Lunn is the founder and CEO of Provizio, an accident-prevention technology company. Provizio’s secret sauce is a “five-dimensional” vision system made up of high-end radar, lidar and camera imaging. The company builds an Intel vision processor and Nvidia graphics processor directly onto its in-house radar sensor, enabling cars to run machine-learning algorithms directly on the radar sensor.

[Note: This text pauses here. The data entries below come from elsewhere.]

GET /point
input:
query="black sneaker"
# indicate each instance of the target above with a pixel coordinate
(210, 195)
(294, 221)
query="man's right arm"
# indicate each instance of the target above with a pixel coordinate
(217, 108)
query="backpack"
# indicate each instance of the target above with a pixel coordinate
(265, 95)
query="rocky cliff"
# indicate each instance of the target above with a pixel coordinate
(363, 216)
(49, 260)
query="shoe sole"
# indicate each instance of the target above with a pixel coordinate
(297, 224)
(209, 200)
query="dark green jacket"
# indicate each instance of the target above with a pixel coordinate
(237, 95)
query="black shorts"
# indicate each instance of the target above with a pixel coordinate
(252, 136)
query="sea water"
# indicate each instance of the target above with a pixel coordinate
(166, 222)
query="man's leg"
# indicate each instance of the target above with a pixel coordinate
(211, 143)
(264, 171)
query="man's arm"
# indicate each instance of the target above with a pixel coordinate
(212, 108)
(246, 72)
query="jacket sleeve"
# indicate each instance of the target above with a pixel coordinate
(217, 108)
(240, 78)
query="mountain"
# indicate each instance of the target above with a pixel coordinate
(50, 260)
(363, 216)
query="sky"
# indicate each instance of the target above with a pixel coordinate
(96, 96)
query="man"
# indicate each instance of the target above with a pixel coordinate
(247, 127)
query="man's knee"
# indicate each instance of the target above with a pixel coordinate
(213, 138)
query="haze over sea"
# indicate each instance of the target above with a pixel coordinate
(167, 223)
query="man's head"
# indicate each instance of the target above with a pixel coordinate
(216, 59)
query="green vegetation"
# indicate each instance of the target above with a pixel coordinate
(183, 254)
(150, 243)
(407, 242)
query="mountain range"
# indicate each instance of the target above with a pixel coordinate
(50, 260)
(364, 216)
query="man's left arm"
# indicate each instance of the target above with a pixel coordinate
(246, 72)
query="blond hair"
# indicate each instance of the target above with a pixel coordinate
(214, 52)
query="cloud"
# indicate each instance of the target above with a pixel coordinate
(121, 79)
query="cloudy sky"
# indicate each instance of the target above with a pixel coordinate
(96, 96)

The result is a stack of perception technology that sees farther and wider, and processes road data faster than traditional autonomy tech, Lunn says. Swift predictive analytics give vehicles and drivers more time to react to other cars. The founder has worked in vision technology for nearly a decade and has previously worked with NASA, General Motors and Boeing under the radar company Arralis, which Lunn sold in 2017.

The start-up is in talks with big automakers, and its vision has a strong team of trailblazers behind it, including Scott Thayer and Jeff Mishler, developers of early versions of autonomous tech for Google’s Waymo and Uber.

Provizio’s early investors include Bobby Hambrick, founder of the automated driving company AutonomouStuff. It’s also backed by David Moloney, one of the founders of the computer vision start-up Movidius, which Intel snapped up in a $400 million deal in 2016. Moloney invested because Provizio’s product “is based on safety. Not autonomy.”

“Time is safety, and the more decision-making time that (a car) has to detect and avoid something, the more lives that you can save,” Moloney said.

Lunn thinks the auto industry prematurely pushed autonomy as a solution, long before it was safe or practical to remove human drivers from the equation. He says AI decision-making will play a pivotal role in the future of auto safety, but only after it has been shown to reduce the issues that lead to crashes. The goal is the get the tech inside passenger cars so that the system can learn from human drivers, and understand how they make decisions before allowing the AI to decide what happens in specified instances.

“The real problem is going to be, at what point is it still ethical to let the human drive,” Lunn said. “But before that, AI has to continue to learn from human drivers. Autonomy will have to make sure that we never have a trolley problem.”